Keywords: Obesity; Cancer; Biomarkers; Adipokines; Chemoresistance; Caloric restriction

Abbreviations

AKT: Protein Kinase B; AMP: Adenosine Monophosphate; AMPK: 5’-AMP-Activated Protein Kinase; CRP: C-Reactive Protein, mTOR: Mechanistic Target of Rapamycin (serine/threonine kinase); IGF-1: Insulin Growth Factor 1; IL-6: Interleukin 6; JAK-STAT: Janus Kinase-Signal Transducer and Activator of Transcription; LKB1: Liver Kinase B1 or Serine/Threonine Kinase 11; MCP-1: Macrophage Chemotactic Factor 1; PI3K: Phosphatidylinositol 3-Kinase, RAGE: Advanced Glycosylation End-Product Receptor; TNF-Alpha: Tumor Necrosis Factor Alpha; TIMP1: Tissue Inhibitor of Metaloprotease 1; WNT: Wingless-type MMTV Integration Site Family

Obesity and Cancer

Obesity is a critical health issue that is affecting the population worldwide [1,2]. It is vital to recognize that obesity is highly related to life-threatening health conditions (e.g., cardiovascular diseases, cerebrovascular diseases, diabetes). The prevalence of obesity is increasing at alarming rate and has reached pandemic proportions. It has been proved to be among the top ten most important risk factors for all illness and causes of death in the World [3]. Unfortunately, substantial epidemiological evidence suggests that obesity is a well-known independent risk factor for many cancer types (e.g., endometrial cancer, esophageal cancer, pancreatic cancer, kidney cancer, gallbladder cancer, breast cancer, colorectal cancer) across population worldwide [4-7]. The American Institute for Cancer Research estimated about 25% of total cancer cases are attributed to obesity in 2014. However, the underlying biological mechanisms by which obesity accelerates cancer and promotes cancer aggressiveness are poorly understood.

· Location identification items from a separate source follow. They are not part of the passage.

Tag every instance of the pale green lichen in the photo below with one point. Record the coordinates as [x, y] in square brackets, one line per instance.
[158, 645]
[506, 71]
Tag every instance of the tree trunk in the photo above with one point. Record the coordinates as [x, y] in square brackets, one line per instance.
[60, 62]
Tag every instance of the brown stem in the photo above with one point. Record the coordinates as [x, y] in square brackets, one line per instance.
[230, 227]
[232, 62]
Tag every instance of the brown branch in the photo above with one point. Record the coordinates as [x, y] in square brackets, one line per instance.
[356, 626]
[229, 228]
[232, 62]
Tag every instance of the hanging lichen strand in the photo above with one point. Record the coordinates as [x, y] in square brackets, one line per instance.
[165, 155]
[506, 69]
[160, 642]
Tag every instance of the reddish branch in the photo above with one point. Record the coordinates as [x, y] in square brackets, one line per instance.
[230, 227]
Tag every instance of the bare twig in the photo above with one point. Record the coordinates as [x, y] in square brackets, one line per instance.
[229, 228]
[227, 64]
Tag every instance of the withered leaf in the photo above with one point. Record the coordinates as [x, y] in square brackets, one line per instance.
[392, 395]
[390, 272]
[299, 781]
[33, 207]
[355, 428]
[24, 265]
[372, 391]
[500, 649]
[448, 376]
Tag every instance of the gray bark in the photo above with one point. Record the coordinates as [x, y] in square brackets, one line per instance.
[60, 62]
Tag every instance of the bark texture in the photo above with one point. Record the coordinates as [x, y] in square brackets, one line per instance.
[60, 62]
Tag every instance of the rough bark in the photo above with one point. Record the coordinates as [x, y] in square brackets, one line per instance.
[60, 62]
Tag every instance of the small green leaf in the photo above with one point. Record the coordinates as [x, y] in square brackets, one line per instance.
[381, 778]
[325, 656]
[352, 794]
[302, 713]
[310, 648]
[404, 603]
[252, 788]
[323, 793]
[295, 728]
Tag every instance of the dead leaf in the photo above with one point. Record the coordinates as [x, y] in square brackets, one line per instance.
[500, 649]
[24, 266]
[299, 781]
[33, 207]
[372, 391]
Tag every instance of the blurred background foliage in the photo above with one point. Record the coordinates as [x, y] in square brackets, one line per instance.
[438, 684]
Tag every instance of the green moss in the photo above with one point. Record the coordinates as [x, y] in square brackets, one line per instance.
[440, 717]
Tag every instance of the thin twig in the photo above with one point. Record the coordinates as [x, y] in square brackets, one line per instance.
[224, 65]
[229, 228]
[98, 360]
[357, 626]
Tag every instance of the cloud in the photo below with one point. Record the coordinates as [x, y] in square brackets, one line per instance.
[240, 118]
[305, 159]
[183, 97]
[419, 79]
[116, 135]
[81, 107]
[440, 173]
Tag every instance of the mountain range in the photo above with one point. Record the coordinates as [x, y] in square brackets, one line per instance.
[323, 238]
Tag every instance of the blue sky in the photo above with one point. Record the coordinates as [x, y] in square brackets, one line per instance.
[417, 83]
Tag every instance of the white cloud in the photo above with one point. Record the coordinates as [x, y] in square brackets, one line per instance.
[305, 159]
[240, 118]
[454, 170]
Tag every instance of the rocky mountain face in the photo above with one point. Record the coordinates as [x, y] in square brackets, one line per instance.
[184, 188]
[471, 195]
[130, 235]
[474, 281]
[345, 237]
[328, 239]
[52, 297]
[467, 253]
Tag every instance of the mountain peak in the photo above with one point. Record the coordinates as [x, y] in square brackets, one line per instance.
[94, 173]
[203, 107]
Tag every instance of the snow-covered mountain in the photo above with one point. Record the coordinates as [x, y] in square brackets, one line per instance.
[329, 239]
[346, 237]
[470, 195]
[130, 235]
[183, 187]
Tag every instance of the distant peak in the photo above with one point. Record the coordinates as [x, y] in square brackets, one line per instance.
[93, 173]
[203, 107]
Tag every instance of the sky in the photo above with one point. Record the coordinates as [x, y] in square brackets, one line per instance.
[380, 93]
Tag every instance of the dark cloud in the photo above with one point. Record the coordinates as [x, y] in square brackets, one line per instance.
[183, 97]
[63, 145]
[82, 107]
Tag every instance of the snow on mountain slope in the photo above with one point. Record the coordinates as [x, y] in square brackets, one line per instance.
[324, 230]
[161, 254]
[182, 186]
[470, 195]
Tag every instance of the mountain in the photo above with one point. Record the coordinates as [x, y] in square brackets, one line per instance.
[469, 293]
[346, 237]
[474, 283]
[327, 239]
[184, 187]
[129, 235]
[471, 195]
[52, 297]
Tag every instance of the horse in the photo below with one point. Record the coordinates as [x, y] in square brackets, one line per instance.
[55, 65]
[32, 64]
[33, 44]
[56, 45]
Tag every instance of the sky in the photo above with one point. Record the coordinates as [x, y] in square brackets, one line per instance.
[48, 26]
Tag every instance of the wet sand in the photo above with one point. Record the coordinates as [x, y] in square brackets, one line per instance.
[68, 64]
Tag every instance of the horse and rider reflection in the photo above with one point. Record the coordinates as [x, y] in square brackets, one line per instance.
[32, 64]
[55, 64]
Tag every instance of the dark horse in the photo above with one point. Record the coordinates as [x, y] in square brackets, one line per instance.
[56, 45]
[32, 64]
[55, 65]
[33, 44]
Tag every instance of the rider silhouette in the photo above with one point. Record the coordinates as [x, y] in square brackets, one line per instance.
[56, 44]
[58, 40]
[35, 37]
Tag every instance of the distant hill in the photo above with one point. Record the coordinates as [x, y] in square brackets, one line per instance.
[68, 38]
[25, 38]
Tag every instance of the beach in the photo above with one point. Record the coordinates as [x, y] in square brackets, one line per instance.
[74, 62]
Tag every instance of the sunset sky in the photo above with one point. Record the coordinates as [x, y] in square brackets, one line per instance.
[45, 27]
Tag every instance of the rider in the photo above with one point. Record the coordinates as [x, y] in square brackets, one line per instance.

The current consensus of the mechanisms involved in the influence of obesity in cancer is that they likely involve a combination of several factors including signaling pathways (e.g., PI3K/AKT/mTOR, JAK-STAT,WNT), sex hormones (e.g., estrogen), adipocytes-secreted adipokines (e.g., adiponectin, leptin), insulin, IGF-1 and inflammation (e.g., CRP, IL-6, TNF-alpha) [8,9]. Obesity is associated with increased circulating leptin and decreased circulating adiponectin, phenotype that is correlated in cancer risk [10,11] (Figure 1). Recent studies showed that there are other obesity-induced adipokines that can be used as prognostic biomarkers and collectively can be playing an important role in the obesity-accelerated cancer aggressiveness. MCP-1, RAGE and resitin have been related to metastasis [12-15], while TIMP1 has been related to chemotherapy resistance, cancer cell proliferation and cancer aggressiveness [16-18]. There is no evidence showing that obesity is involved in the carcinogenesis process inducing the transformation of normal cells into malignant cancer cells. In contrast, it is clear that obesity is accelerating carcinogenesis and tumor growth enhancing cancer hallmarks [16]. In other words, obesity is more like jet fuel in predisposed cancer patients.

Figure 1: Obesity has been associated with increased risk of different cancer types.

Obesity is known to increase (orange box) adipokines (e.g., Fetuin A, IL-6, Leptin, MCP-1, TIMP-1, VEGF) and signaling pathways (e.g., PI3K/AKT/mTOR, WNT) that can promote cancer, and to decrease (green box) other adipokines (e.g., Adiponectin, Lipocalin-2) that are negatively correlated with cancer.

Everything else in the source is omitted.